Of course, what you promote matters just as much as how you promote it. Bindloss advises clients to start by posting organically for 90 days and tracking analytics. Once you see what’s connecting with your audience, putting money behind it is a good bet. Iteration is also a good idea.

“I started by seeing what posts resonated the most, then I went off that initial data—like, ‘Oh, that image did well. I think it was the wallpaper, so I’ll try more wallpaper,’” says Dinzebach. “I had a yellow room that did really well, so I boosted a different view of the same room, which also did well. I don’t necessarily have a grand master plan; I’m following what happens organically.”

The amount spent on Instagram ads can be relatively small—most designers reached for this article spend a few hundred dollars a month. The targeting doesn’t have to be wildly complicated either.
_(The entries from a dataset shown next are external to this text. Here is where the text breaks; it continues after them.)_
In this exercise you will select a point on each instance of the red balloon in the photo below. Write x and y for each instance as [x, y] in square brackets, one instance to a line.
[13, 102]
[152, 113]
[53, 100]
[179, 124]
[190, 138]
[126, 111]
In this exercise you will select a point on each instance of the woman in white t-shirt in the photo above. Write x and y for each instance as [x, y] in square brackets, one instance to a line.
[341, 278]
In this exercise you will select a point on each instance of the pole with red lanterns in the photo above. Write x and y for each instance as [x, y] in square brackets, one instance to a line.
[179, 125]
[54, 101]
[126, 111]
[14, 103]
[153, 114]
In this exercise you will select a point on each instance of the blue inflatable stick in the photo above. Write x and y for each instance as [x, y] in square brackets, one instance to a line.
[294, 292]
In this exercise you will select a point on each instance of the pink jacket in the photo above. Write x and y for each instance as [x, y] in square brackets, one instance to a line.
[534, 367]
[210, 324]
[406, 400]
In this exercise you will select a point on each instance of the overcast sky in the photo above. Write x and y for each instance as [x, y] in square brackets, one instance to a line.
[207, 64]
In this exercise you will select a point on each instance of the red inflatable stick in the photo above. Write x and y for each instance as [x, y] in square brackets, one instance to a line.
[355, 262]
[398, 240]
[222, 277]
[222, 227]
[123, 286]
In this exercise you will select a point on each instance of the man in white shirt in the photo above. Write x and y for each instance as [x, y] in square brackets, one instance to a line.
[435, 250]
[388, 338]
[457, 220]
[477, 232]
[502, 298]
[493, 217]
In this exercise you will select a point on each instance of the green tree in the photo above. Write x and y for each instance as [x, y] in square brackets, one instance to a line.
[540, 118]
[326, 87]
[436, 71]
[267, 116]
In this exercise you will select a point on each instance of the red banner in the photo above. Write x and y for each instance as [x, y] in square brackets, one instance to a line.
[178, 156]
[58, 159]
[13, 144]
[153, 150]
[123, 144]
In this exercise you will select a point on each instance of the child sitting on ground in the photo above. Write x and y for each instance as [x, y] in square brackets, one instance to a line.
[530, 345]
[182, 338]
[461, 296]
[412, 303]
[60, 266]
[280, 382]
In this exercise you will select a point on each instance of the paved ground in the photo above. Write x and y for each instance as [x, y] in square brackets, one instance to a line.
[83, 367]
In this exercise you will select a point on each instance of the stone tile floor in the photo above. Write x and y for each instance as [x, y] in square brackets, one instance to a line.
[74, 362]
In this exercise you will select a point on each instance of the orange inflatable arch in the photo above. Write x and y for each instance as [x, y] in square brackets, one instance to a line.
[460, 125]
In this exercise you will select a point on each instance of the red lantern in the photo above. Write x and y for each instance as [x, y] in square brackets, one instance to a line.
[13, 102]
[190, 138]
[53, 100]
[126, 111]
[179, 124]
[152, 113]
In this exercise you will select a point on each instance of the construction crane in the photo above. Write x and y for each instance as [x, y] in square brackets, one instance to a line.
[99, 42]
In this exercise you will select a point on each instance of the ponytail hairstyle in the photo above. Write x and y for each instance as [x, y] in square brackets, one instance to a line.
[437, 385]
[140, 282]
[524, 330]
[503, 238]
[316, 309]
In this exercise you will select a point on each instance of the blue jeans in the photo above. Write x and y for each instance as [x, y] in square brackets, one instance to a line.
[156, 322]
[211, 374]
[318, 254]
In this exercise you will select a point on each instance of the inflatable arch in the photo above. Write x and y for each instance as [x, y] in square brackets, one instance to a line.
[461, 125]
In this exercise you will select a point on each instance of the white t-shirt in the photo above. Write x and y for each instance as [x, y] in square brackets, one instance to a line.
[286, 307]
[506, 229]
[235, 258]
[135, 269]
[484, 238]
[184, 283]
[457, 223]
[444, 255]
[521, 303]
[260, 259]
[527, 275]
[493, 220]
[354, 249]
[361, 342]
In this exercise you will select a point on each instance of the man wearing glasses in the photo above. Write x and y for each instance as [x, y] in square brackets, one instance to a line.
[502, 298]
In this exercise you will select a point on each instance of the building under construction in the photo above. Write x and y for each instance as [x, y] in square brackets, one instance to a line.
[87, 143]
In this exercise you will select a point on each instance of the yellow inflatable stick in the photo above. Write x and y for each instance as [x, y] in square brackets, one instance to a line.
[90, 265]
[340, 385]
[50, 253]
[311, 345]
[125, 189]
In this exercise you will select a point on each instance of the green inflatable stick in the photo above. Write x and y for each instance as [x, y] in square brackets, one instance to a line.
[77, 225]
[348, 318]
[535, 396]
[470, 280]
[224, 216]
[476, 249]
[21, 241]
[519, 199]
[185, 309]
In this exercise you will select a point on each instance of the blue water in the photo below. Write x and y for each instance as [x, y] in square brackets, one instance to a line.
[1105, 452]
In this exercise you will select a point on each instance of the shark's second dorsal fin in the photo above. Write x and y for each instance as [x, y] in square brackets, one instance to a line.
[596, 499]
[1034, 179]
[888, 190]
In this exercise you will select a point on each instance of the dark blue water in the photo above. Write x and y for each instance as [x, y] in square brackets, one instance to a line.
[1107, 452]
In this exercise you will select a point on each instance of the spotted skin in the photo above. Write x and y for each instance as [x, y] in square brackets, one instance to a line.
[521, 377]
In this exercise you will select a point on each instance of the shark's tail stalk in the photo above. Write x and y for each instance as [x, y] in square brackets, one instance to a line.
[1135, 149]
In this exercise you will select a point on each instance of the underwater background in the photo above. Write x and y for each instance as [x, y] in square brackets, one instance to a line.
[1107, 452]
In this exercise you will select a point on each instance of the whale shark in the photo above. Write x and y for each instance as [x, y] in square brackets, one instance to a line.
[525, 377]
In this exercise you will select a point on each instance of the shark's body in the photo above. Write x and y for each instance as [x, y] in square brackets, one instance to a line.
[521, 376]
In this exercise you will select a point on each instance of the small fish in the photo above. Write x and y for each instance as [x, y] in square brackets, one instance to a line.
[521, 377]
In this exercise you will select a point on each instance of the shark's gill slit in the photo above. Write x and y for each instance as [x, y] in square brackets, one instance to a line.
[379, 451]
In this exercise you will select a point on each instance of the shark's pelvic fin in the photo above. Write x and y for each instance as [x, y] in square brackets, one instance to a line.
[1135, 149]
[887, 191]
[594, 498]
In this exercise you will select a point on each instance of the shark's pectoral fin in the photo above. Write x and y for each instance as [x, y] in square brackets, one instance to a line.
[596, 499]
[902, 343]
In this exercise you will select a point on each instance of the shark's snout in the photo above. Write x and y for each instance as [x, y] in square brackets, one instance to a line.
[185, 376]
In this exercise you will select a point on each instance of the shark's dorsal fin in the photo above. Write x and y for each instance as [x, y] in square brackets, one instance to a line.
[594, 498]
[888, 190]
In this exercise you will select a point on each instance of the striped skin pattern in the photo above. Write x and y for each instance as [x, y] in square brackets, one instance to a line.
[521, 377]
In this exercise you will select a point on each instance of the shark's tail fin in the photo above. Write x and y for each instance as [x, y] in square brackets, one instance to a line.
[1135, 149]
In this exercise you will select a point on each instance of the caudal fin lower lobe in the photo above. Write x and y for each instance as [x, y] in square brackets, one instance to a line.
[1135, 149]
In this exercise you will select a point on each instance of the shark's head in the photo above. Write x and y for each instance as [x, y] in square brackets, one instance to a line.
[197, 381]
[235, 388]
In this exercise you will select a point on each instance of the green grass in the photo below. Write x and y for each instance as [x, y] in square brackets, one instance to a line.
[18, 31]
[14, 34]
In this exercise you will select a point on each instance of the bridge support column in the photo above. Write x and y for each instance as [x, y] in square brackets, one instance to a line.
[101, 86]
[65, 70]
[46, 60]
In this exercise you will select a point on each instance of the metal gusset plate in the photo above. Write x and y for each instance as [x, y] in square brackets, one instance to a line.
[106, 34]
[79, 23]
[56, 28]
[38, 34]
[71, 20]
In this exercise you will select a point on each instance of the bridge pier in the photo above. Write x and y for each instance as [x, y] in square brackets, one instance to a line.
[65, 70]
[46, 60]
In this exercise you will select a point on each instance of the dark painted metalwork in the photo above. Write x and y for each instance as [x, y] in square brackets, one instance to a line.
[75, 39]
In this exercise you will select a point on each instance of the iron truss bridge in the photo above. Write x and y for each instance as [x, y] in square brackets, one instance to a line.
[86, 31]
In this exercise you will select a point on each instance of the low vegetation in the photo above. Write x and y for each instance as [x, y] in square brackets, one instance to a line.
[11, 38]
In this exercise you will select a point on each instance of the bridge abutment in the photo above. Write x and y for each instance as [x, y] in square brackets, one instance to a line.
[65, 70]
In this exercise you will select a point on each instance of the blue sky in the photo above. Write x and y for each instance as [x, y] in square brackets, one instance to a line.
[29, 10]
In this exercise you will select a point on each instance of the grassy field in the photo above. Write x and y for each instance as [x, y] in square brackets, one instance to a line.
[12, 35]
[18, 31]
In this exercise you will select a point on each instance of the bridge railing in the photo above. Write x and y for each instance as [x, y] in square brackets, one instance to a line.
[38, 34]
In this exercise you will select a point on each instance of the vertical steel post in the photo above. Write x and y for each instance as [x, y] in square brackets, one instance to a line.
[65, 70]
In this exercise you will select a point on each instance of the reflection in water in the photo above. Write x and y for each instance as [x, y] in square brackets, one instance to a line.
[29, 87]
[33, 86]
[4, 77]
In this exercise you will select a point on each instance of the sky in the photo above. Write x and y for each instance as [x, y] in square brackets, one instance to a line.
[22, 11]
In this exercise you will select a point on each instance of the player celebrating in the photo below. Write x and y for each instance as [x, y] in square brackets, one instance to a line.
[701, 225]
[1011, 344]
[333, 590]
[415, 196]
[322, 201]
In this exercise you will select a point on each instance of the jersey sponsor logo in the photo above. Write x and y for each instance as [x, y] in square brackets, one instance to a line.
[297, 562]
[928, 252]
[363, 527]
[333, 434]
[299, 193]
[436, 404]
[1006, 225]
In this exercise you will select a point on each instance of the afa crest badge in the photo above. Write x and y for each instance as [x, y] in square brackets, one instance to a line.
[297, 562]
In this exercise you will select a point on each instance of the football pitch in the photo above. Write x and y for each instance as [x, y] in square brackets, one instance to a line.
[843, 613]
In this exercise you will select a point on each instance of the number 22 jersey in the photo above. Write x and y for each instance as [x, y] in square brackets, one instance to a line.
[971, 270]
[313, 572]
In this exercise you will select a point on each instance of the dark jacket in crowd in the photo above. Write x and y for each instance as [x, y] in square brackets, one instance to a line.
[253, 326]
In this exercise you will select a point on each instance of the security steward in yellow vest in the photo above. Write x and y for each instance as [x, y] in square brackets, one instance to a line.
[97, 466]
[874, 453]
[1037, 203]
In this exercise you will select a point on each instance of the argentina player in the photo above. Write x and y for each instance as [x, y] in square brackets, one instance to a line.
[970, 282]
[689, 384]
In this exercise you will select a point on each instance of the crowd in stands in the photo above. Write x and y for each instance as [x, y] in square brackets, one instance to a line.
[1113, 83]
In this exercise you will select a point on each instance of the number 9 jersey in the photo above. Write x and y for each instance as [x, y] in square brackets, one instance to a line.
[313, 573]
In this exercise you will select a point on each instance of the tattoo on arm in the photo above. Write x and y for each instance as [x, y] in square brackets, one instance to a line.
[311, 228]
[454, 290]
While Instagram provides tools that allow users to drill down on a specific demographic (45-to-60-year-old female Texans who like Architectural Digest, for example), the platform also has an AI-assisted “let Instagram do it” setting that designers say tends to outperform their own tinkering. A simple “boost post” option gets similar results.

Most of Bindloss’s new clients come to her firm without paying for Instagram ads, but end up trying it out. The results can be explosive (viral content, exponential follower growth, sponsorship deals) or more modest (some promising leads), but she says the ROI is usually there for those who go about it strategically. “It’s so much easier than people think—you carry your phone around all day, every day; you can buy mics for $25 to make great content. [Spending] $500 a month on boosted posts is a dream—it doesn’t even need to be that much,” she says. “If you do it properly, it can really work.”

Whatever results individual designers may get, the rush toward sponsored content has had an interesting side effect on the industry as a whole. A stigma that has long dogged designers—the idea that they aren’t supposed to advertise—seems to be losing its bite. Whether it’s a subtle generational shift or the realization that the industry’s platform of choice has become a coin-operated machine, there seems to be less and less sensitivity around the issue with each passing month.

“I used to feel like it’s cheating—you can’t be a luxury designer and do these types of things,” says Fisher. “But I think that landscape has changed. If you want more eyeballs on what you do, and you want to attract more interesting clients, it’s part of the game.”